European Multidisciplinary Seafloor and water-column Observatory (EMSO) is a large-scale European distributed Research Infrastructure for ocean observation, enabling real-time interactive long term monitoring of ocean processes. EMSO allows study of the interaction between the geosphere, the biosphere, the hydrosphere, and the lithosphere; including natural hazards, climate change, and marine ecosystems. EMSO nodes have been deployed at key sites in European seas, starting from the Arctic, through the Atlantic and Mediterranean, to the Black Sea.
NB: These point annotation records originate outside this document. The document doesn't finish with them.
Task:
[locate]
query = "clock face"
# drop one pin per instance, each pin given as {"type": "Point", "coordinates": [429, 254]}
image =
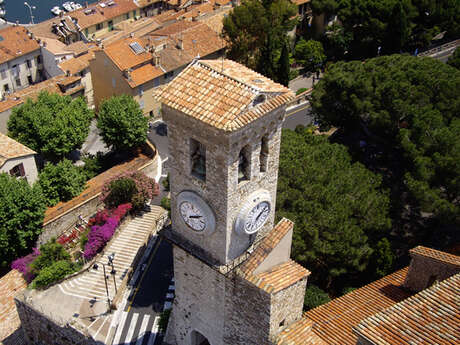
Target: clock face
{"type": "Point", "coordinates": [254, 213]}
{"type": "Point", "coordinates": [193, 216]}
{"type": "Point", "coordinates": [257, 217]}
{"type": "Point", "coordinates": [195, 212]}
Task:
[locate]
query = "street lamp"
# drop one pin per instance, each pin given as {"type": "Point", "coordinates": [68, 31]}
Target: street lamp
{"type": "Point", "coordinates": [30, 10]}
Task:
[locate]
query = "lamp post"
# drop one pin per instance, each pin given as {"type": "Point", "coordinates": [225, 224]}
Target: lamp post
{"type": "Point", "coordinates": [30, 10]}
{"type": "Point", "coordinates": [95, 266]}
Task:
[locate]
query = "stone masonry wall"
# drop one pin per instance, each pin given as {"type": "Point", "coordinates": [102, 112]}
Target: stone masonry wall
{"type": "Point", "coordinates": [221, 190]}
{"type": "Point", "coordinates": [286, 307]}
{"type": "Point", "coordinates": [39, 329]}
{"type": "Point", "coordinates": [424, 271]}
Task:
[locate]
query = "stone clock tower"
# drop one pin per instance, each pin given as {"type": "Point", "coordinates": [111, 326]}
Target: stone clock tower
{"type": "Point", "coordinates": [224, 127]}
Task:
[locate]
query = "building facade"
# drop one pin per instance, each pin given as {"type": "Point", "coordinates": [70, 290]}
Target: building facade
{"type": "Point", "coordinates": [21, 62]}
{"type": "Point", "coordinates": [224, 128]}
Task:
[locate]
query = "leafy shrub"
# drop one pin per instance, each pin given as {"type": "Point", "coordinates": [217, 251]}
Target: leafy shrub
{"type": "Point", "coordinates": [61, 181]}
{"type": "Point", "coordinates": [99, 235]}
{"type": "Point", "coordinates": [118, 190]}
{"type": "Point", "coordinates": [314, 297]}
{"type": "Point", "coordinates": [50, 253]}
{"type": "Point", "coordinates": [23, 265]}
{"type": "Point", "coordinates": [299, 91]}
{"type": "Point", "coordinates": [56, 271]}
{"type": "Point", "coordinates": [122, 191]}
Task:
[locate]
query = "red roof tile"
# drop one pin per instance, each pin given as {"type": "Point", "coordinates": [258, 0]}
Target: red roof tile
{"type": "Point", "coordinates": [430, 317]}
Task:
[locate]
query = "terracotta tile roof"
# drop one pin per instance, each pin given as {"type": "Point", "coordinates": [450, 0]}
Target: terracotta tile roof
{"type": "Point", "coordinates": [11, 285]}
{"type": "Point", "coordinates": [10, 148]}
{"type": "Point", "coordinates": [436, 254]}
{"type": "Point", "coordinates": [222, 97]}
{"type": "Point", "coordinates": [430, 317]}
{"type": "Point", "coordinates": [144, 74]}
{"type": "Point", "coordinates": [333, 321]}
{"type": "Point", "coordinates": [279, 277]}
{"type": "Point", "coordinates": [270, 241]}
{"type": "Point", "coordinates": [300, 333]}
{"type": "Point", "coordinates": [77, 64]}
{"type": "Point", "coordinates": [15, 42]}
{"type": "Point", "coordinates": [123, 56]}
{"type": "Point", "coordinates": [101, 14]}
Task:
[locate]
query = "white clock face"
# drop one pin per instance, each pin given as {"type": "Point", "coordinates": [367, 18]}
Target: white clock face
{"type": "Point", "coordinates": [254, 213]}
{"type": "Point", "coordinates": [195, 213]}
{"type": "Point", "coordinates": [193, 216]}
{"type": "Point", "coordinates": [257, 217]}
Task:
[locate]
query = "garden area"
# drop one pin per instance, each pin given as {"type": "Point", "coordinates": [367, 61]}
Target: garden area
{"type": "Point", "coordinates": [123, 196]}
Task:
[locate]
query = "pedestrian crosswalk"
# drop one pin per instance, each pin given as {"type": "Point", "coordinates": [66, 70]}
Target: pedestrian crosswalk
{"type": "Point", "coordinates": [91, 285]}
{"type": "Point", "coordinates": [136, 329]}
{"type": "Point", "coordinates": [140, 328]}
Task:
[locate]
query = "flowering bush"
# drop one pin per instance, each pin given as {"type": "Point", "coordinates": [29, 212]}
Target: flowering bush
{"type": "Point", "coordinates": [23, 264]}
{"type": "Point", "coordinates": [121, 188]}
{"type": "Point", "coordinates": [99, 235]}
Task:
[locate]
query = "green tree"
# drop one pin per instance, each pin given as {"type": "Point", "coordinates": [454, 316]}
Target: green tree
{"type": "Point", "coordinates": [53, 125]}
{"type": "Point", "coordinates": [22, 209]}
{"type": "Point", "coordinates": [310, 54]}
{"type": "Point", "coordinates": [410, 104]}
{"type": "Point", "coordinates": [336, 205]}
{"type": "Point", "coordinates": [256, 31]}
{"type": "Point", "coordinates": [61, 181]}
{"type": "Point", "coordinates": [122, 123]}
{"type": "Point", "coordinates": [454, 60]}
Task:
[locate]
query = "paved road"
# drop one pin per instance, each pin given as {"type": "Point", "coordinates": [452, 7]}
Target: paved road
{"type": "Point", "coordinates": [154, 293]}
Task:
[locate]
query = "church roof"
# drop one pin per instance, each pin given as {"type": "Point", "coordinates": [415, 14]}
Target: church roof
{"type": "Point", "coordinates": [333, 321]}
{"type": "Point", "coordinates": [430, 317]}
{"type": "Point", "coordinates": [221, 93]}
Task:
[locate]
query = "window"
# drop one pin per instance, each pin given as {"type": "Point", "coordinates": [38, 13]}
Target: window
{"type": "Point", "coordinates": [198, 159]}
{"type": "Point", "coordinates": [263, 158]}
{"type": "Point", "coordinates": [18, 171]}
{"type": "Point", "coordinates": [243, 164]}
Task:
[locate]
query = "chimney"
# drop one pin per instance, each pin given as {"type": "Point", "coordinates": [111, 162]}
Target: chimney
{"type": "Point", "coordinates": [428, 266]}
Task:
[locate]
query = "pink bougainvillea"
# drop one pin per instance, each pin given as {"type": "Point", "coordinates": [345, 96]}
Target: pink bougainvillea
{"type": "Point", "coordinates": [23, 264]}
{"type": "Point", "coordinates": [99, 235]}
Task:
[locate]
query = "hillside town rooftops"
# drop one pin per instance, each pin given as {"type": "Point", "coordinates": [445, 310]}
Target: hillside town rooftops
{"type": "Point", "coordinates": [15, 42]}
{"type": "Point", "coordinates": [430, 317]}
{"type": "Point", "coordinates": [10, 148]}
{"type": "Point", "coordinates": [223, 94]}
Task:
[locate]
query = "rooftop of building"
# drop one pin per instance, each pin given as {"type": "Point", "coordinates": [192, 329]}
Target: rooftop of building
{"type": "Point", "coordinates": [10, 148]}
{"type": "Point", "coordinates": [223, 93]}
{"type": "Point", "coordinates": [15, 42]}
{"type": "Point", "coordinates": [429, 317]}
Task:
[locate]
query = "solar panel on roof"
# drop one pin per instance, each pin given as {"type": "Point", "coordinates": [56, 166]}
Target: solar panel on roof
{"type": "Point", "coordinates": [137, 48]}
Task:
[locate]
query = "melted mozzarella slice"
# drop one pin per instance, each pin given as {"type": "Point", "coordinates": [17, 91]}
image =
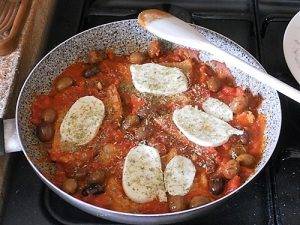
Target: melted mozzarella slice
{"type": "Point", "coordinates": [218, 109]}
{"type": "Point", "coordinates": [202, 128]}
{"type": "Point", "coordinates": [157, 79]}
{"type": "Point", "coordinates": [81, 123]}
{"type": "Point", "coordinates": [179, 175]}
{"type": "Point", "coordinates": [142, 175]}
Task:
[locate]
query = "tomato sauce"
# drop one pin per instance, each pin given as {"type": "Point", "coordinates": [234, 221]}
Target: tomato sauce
{"type": "Point", "coordinates": [111, 82]}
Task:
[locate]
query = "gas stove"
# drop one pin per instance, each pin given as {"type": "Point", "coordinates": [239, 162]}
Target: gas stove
{"type": "Point", "coordinates": [274, 195]}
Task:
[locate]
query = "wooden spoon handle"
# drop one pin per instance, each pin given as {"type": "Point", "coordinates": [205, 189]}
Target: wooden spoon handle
{"type": "Point", "coordinates": [172, 29]}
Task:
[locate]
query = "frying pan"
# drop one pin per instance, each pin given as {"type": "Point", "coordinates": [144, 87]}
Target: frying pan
{"type": "Point", "coordinates": [125, 37]}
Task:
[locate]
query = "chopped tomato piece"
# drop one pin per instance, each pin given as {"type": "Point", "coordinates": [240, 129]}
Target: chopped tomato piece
{"type": "Point", "coordinates": [136, 104]}
{"type": "Point", "coordinates": [233, 184]}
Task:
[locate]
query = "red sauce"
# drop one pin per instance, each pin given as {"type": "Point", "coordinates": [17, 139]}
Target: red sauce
{"type": "Point", "coordinates": [108, 149]}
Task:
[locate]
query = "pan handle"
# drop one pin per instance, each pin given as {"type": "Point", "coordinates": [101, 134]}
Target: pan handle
{"type": "Point", "coordinates": [9, 141]}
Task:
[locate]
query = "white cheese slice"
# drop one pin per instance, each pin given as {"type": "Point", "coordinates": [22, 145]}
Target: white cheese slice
{"type": "Point", "coordinates": [202, 128]}
{"type": "Point", "coordinates": [179, 175]}
{"type": "Point", "coordinates": [218, 109]}
{"type": "Point", "coordinates": [157, 79]}
{"type": "Point", "coordinates": [142, 175]}
{"type": "Point", "coordinates": [81, 123]}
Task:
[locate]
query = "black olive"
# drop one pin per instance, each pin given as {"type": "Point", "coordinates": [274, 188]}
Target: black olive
{"type": "Point", "coordinates": [216, 185]}
{"type": "Point", "coordinates": [63, 83]}
{"type": "Point", "coordinates": [93, 189]}
{"type": "Point", "coordinates": [90, 72]}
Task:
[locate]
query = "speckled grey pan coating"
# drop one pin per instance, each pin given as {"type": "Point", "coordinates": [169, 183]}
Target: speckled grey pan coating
{"type": "Point", "coordinates": [126, 37]}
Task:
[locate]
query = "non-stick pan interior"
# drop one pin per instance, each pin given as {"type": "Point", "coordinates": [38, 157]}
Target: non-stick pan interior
{"type": "Point", "coordinates": [126, 37]}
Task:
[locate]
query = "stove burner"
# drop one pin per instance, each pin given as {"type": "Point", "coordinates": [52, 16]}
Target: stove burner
{"type": "Point", "coordinates": [272, 198]}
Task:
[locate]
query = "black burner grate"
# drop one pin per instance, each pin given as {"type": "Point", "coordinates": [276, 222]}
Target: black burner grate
{"type": "Point", "coordinates": [274, 196]}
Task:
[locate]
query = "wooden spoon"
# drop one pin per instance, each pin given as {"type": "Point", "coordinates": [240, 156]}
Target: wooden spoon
{"type": "Point", "coordinates": [172, 29]}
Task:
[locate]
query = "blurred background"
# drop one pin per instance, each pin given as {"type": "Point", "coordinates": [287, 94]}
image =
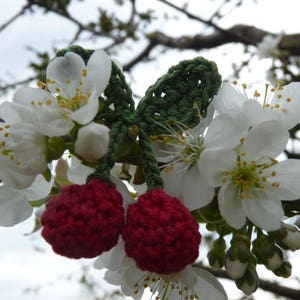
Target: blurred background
{"type": "Point", "coordinates": [252, 41]}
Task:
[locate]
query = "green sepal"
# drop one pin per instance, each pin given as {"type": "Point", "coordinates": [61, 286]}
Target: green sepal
{"type": "Point", "coordinates": [55, 148]}
{"type": "Point", "coordinates": [47, 175]}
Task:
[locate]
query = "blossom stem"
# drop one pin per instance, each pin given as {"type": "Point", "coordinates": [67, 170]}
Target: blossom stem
{"type": "Point", "coordinates": [150, 166]}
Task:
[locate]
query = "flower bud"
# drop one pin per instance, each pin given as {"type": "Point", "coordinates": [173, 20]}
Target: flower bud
{"type": "Point", "coordinates": [290, 238]}
{"type": "Point", "coordinates": [285, 270]}
{"type": "Point", "coordinates": [237, 257]}
{"type": "Point", "coordinates": [267, 252]}
{"type": "Point", "coordinates": [61, 172]}
{"type": "Point", "coordinates": [216, 255]}
{"type": "Point", "coordinates": [55, 148]}
{"type": "Point", "coordinates": [92, 141]}
{"type": "Point", "coordinates": [248, 283]}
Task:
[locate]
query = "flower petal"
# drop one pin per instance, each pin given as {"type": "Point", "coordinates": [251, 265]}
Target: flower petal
{"type": "Point", "coordinates": [196, 193]}
{"type": "Point", "coordinates": [213, 163]}
{"type": "Point", "coordinates": [267, 139]}
{"type": "Point", "coordinates": [99, 71]}
{"type": "Point", "coordinates": [39, 107]}
{"type": "Point", "coordinates": [14, 207]}
{"type": "Point", "coordinates": [228, 99]}
{"type": "Point", "coordinates": [87, 112]}
{"type": "Point", "coordinates": [15, 179]}
{"type": "Point", "coordinates": [208, 287]}
{"type": "Point", "coordinates": [66, 73]}
{"type": "Point", "coordinates": [226, 130]}
{"type": "Point", "coordinates": [230, 206]}
{"type": "Point", "coordinates": [78, 172]}
{"type": "Point", "coordinates": [39, 189]}
{"type": "Point", "coordinates": [9, 113]}
{"type": "Point", "coordinates": [288, 99]}
{"type": "Point", "coordinates": [287, 174]}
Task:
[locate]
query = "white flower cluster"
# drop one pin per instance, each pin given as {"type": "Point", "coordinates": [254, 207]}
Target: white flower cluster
{"type": "Point", "coordinates": [235, 154]}
{"type": "Point", "coordinates": [68, 99]}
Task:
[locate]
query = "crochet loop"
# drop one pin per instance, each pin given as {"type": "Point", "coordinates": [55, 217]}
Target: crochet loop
{"type": "Point", "coordinates": [173, 97]}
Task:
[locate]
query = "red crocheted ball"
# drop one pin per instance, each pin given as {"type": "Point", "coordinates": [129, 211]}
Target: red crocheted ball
{"type": "Point", "coordinates": [161, 235]}
{"type": "Point", "coordinates": [84, 220]}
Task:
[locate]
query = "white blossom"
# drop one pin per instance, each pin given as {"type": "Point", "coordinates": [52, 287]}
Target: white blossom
{"type": "Point", "coordinates": [22, 154]}
{"type": "Point", "coordinates": [70, 94]}
{"type": "Point", "coordinates": [14, 203]}
{"type": "Point", "coordinates": [92, 141]}
{"type": "Point", "coordinates": [252, 182]}
{"type": "Point", "coordinates": [187, 284]}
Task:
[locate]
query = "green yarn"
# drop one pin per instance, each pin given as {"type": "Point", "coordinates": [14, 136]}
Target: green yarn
{"type": "Point", "coordinates": [150, 165]}
{"type": "Point", "coordinates": [172, 98]}
{"type": "Point", "coordinates": [116, 134]}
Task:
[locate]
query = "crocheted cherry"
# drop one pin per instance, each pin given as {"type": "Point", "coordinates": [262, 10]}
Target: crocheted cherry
{"type": "Point", "coordinates": [160, 234]}
{"type": "Point", "coordinates": [84, 220]}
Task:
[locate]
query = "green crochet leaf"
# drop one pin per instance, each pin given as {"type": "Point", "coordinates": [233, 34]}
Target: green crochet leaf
{"type": "Point", "coordinates": [173, 97]}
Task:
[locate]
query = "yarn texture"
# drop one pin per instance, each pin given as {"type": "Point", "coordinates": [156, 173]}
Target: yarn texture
{"type": "Point", "coordinates": [161, 235]}
{"type": "Point", "coordinates": [84, 220]}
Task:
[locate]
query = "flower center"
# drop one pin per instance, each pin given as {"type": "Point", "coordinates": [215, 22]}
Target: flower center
{"type": "Point", "coordinates": [5, 151]}
{"type": "Point", "coordinates": [184, 151]}
{"type": "Point", "coordinates": [245, 176]}
{"type": "Point", "coordinates": [250, 176]}
{"type": "Point", "coordinates": [163, 289]}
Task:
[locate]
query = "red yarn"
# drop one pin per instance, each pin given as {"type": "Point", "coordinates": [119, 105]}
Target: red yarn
{"type": "Point", "coordinates": [84, 220]}
{"type": "Point", "coordinates": [161, 235]}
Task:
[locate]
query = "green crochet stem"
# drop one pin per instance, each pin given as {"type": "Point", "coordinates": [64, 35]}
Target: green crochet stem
{"type": "Point", "coordinates": [150, 166]}
{"type": "Point", "coordinates": [171, 100]}
{"type": "Point", "coordinates": [173, 97]}
{"type": "Point", "coordinates": [117, 133]}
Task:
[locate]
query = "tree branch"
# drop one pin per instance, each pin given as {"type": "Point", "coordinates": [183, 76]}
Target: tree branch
{"type": "Point", "coordinates": [272, 287]}
{"type": "Point", "coordinates": [13, 18]}
{"type": "Point", "coordinates": [247, 35]}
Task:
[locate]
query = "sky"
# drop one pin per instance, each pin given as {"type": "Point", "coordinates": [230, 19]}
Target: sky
{"type": "Point", "coordinates": [29, 269]}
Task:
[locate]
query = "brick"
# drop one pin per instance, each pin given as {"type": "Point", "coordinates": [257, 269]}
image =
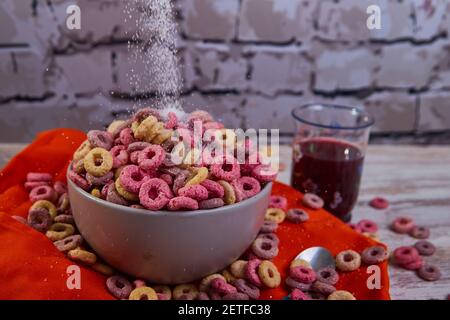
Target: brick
{"type": "Point", "coordinates": [86, 72]}
{"type": "Point", "coordinates": [393, 112]}
{"type": "Point", "coordinates": [269, 20]}
{"type": "Point", "coordinates": [429, 18]}
{"type": "Point", "coordinates": [407, 66]}
{"type": "Point", "coordinates": [277, 71]}
{"type": "Point", "coordinates": [434, 111]}
{"type": "Point", "coordinates": [347, 20]}
{"type": "Point", "coordinates": [22, 73]}
{"type": "Point", "coordinates": [345, 70]}
{"type": "Point", "coordinates": [210, 19]}
{"type": "Point", "coordinates": [214, 67]}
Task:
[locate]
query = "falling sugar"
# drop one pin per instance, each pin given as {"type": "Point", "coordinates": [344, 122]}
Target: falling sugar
{"type": "Point", "coordinates": [153, 57]}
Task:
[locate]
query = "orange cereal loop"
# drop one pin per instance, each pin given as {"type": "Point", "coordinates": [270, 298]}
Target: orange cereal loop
{"type": "Point", "coordinates": [165, 290]}
{"type": "Point", "coordinates": [96, 193]}
{"type": "Point", "coordinates": [299, 263]}
{"type": "Point", "coordinates": [206, 281]}
{"type": "Point", "coordinates": [275, 214]}
{"type": "Point", "coordinates": [103, 269]}
{"type": "Point", "coordinates": [82, 151]}
{"type": "Point", "coordinates": [98, 162]}
{"type": "Point", "coordinates": [341, 295]}
{"type": "Point", "coordinates": [269, 275]}
{"type": "Point", "coordinates": [124, 193]}
{"type": "Point", "coordinates": [200, 175]}
{"type": "Point", "coordinates": [59, 231]}
{"type": "Point", "coordinates": [183, 290]}
{"type": "Point", "coordinates": [143, 293]}
{"type": "Point", "coordinates": [83, 256]}
{"type": "Point", "coordinates": [45, 204]}
{"type": "Point", "coordinates": [230, 195]}
{"type": "Point", "coordinates": [237, 268]}
{"type": "Point", "coordinates": [163, 136]}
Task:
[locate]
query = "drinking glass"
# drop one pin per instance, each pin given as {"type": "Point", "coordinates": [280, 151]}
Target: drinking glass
{"type": "Point", "coordinates": [328, 153]}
Ocean Networks Canada is a world-leading research and ocean observing facility hosted and owned by the University of Victoria, and managed by the not-for profit ONC Society. ONC operates unparalleled observatories in the deep ocean and coastal waters of Canada’s three coasts–the Arctic, the Pacific and the Atlantic–gathering biological, chemical, geological and physical data to drive solutions for science, industry and society. ONC operates the NEPTUNE and VENUS cabled ocean observatories in the northeast Pacific Ocean and the Salish Sea. Additionally, Ocean Networks Canada operates smaller community-based observatories offshore from Cambridge Bay, Nunavut., Campbell River, Kitamaat Village and Digby Island. These observatories collect data on physical, chemical, biological, and geological aspects of the ocean over long time periods. As with other ocean observatories such as ESONET, Ocean Observatories Initiative, MACHO and DONET, scientific instruments connected to Ocean Networks Canada are operated remotely and provide continuous streams of freely available data to researchers and the public. Over 200 gigabytes of data are collected every day.
The National Science Foundation's (NSF) Ocean Observatories Initiative (OOI) Regional Scale Nodes (RSN) component is an electro-optically cabled underwater observatory that directly connects to the global Internet. It is the largest cable-linked seabed observatory in the world, and also the first of its kind in the United States.